About 4.45 million customers of Chunghwa Telecom’s (CHT) fixed network service are to benefit from a comprehensive price cut after its retail monthly rates for different asymmetric digital subscribers’ line (ADSL) and fiber optics services were approved by the National Communications Commission (NCC) yesterday.
The rates — set to take effect yesterday — would drop by 3.99 percent to 4.3 percent, the commission said, adding that this is a reduction of between NT$5 and NT$23.
About 1.4 million ADSL service subscribers are to receive the trim, with a total of NT$148.1 million (US$4.72 million) deducted from their bills per year.
A bigger price cut is to be seen by those subscribing to the firm’s fiber optics Internet service, with 3.05 million users set to benefit.
The cut will help some fiber optics customers save about NT$841 million per year.
However, that the cut does not apply to subscribers of fiber-to-the-home or fiber-to-the-building services, the commission said.
NCC spokesperson Yu Hsiao-cheng (虞孝成) said that the new monthly rate would be effective until March 31 next year.
Based on the Administrative Regulation Governing Tariffs of Type I Telecommunications Enterprises (第一類電信事業資費管理辦法), telecom service rates are regulated with a price cap.

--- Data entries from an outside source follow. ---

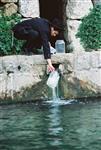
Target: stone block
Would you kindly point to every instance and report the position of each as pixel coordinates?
(76, 9)
(74, 43)
(9, 1)
(29, 8)
(10, 9)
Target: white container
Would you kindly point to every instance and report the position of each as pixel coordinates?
(53, 79)
(60, 46)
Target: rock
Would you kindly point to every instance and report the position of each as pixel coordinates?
(9, 1)
(10, 9)
(29, 8)
(96, 2)
(76, 9)
(74, 43)
(24, 77)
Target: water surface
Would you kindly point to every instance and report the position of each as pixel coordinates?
(75, 126)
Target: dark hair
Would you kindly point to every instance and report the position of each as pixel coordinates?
(57, 24)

The commission announced on Feb.7, 2013, the adjustment coefficient, also known as the X value.
The percentage of the service charge decrease is then determined by subtracting X from the Consumer Price Index for the previous year, which is announced by the Directorate-General of Budget, Accounting and Statistics.
Using the formula, Chunghwa Telecom was supposed to reduce its service charge by 3.9749 percent this year.

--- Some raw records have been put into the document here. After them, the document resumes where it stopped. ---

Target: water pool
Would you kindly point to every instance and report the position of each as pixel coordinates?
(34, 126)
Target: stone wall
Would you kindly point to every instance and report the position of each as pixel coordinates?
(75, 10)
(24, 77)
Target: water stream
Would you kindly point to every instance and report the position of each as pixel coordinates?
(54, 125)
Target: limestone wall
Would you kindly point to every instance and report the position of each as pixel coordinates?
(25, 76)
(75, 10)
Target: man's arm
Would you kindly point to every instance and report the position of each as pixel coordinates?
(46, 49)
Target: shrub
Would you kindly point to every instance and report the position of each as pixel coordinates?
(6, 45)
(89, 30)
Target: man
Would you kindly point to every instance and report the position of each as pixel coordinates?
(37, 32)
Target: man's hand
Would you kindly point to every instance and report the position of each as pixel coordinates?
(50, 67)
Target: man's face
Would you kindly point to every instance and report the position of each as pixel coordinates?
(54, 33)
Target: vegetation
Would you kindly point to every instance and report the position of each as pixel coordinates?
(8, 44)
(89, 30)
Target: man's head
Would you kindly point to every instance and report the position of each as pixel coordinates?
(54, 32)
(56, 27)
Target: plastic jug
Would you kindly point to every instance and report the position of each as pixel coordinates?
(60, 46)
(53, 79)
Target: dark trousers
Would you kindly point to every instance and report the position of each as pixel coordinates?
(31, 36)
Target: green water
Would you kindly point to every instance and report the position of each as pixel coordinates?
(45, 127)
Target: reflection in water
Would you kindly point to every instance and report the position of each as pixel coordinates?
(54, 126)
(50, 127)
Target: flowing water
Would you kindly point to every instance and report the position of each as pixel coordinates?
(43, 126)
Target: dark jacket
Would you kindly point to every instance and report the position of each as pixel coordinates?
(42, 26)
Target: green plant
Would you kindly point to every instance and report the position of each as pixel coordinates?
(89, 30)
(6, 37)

Meanwhile, CHT lowered its private Internet peering charge with other telecoms by 4.14 percent to NT$394 per megabits-per-second.
In related news, ETTV News (東森新聞) and the TVBS Entertainment Channel were fined NT$300,000 and NT$200,000 respectively for violating a regulation requiring stations to keep a clear separation between TV commercials and program content.
ETTV News was fined for airing news on Taiwanese pop diva Jolin Tsai (蔡依林) acting as an entertainment news anchor for the station, which was found to have helped advertise Tsai’s new album.
TVBS was found to have advertised HTC smartphones in one of its programs. The channel received the warning from the NCC in 2013 for abnormally high coverage of HTC-related news.
HTC chairwoman Cher Wang (王雪紅) is a major shareholder in Hong Kong-based TVB, which owns 47 percent of its subsidiary, TVBS.